Paste: Some of the recent stuff out there is a far cry from Phil Ochs.
Meiburg: Yeah, and that kind of record has not been done well since then. I recently heard an audio recording of an interview with David Bowie, actually, from when Scary Monsters came out; it’s like this track-by-track commentary with him. And he described the record as social protest music. I kind of laughed at first and thought to myself, ‘What?’ But then I went back and thought about it a little more. And then I realized that really is what Scary Monsters is all about. And I said to myself, that’s the kind of record I want to make, in where the protest angle was the undercurrent not the overcurrent of the music.

Paste: You can definitely hear it in a song like “Scary Monsters (And Super Creeps),” actually.
Meiburg: And that’s the thing. There’s a kind of protest that can happen by inhabiting a really horrible character, too. On this record we did, that kind of comes out, too, especially on the song “Filaments.” “A Long Time Away,” too. Did you ever see that film Powers of 10? It’s a little short film that was made by these two IBM guys in the ‘70s. And when it starts off you see this couple lying on a picnic blanket, and then the camera pulls back by a factor of 10. And then it keeps doing it 10 times each until you are looking at the universe and then it scrolls back in the opposite direction, like 10 to the negative one, 10 to the negative two and so forth. And before long, all you are looking at is an atom. It’s incredible, and this is before computer graphics or anything. I wanted to the record to feel like it sort of zooms out as it goes. And by the end of the last song, you feel like you are looking at the earth from outer space.

Paste: You get that feeling when you hear a song on this record like “Wildlife in America,” for sure.
Meiburg: That’s one of my favorite songs that we’ve ever done, I have to say. I was really happy with it when we were done with it. I was surprised how long it took us to do, because it was so simple. But it was really, really hard to pin down.
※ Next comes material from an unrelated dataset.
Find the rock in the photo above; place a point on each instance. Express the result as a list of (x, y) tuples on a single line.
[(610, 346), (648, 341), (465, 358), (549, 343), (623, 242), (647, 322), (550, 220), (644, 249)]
Even the drum sounds, we took forever to get the drum sounds right [laughs]. It doesn’t seem like it would make much of a difference, but it changed the emotional feeling of the song when the drums weren’t right. So we had to keep working on it until it was very, very…plain. We were actually thinking of a group like Roxy Music when we were making that song.

Paste: Getting Brian Reitzell to play throughout Jet Plane and Oxbow was a real coup. You can really feel his presence on these songs. I know you did an interview with him once for Tape Op Magazine a little while back. How did you first connect with him?
Meiburg: He got in touch with me after he got a copy of Rook, I think, on vinyl and figured we’d have something in common. And so we’d talk a couple times a year, and I went to work with him on that TV show Boss a little bit. Then I approached him about doing some work on this record, and he was thrilled about getting to work on something he didn’t have to be in charge [laughs]. I mean, for Hannibal, he’s making like 40, 50 minutes of music a week, just churning it out. It’s great, but it wears him out. So I think working on Jet Plane was something really fun and relaxing for him. We learned so much from his techniques and instruments and pieces of gear. He’s a really inspiring guy to be around.

Paste: Oh, by the way, major props for that cover of Coldplay’s “Hurts Like Heaven.” It’s such a great song from a very misunderstood band.
Meiburg: We got no love for that! Everybody hated it! We did a couple of shows with them, opening up their Viva La Vida Tour, and they were so cool to us. I just couldn’t believe it. They paid us like crazy. They all came down to hang out and sent us down champagne on the first night. I was like, “Why are you being so nice to us?” [laughs]. I couldn’t figure it out. But then I came to realize that they were genuinely sweet dudes and they also work really hard and are very serious about their music. I got nothing but good things to say about Coldplay.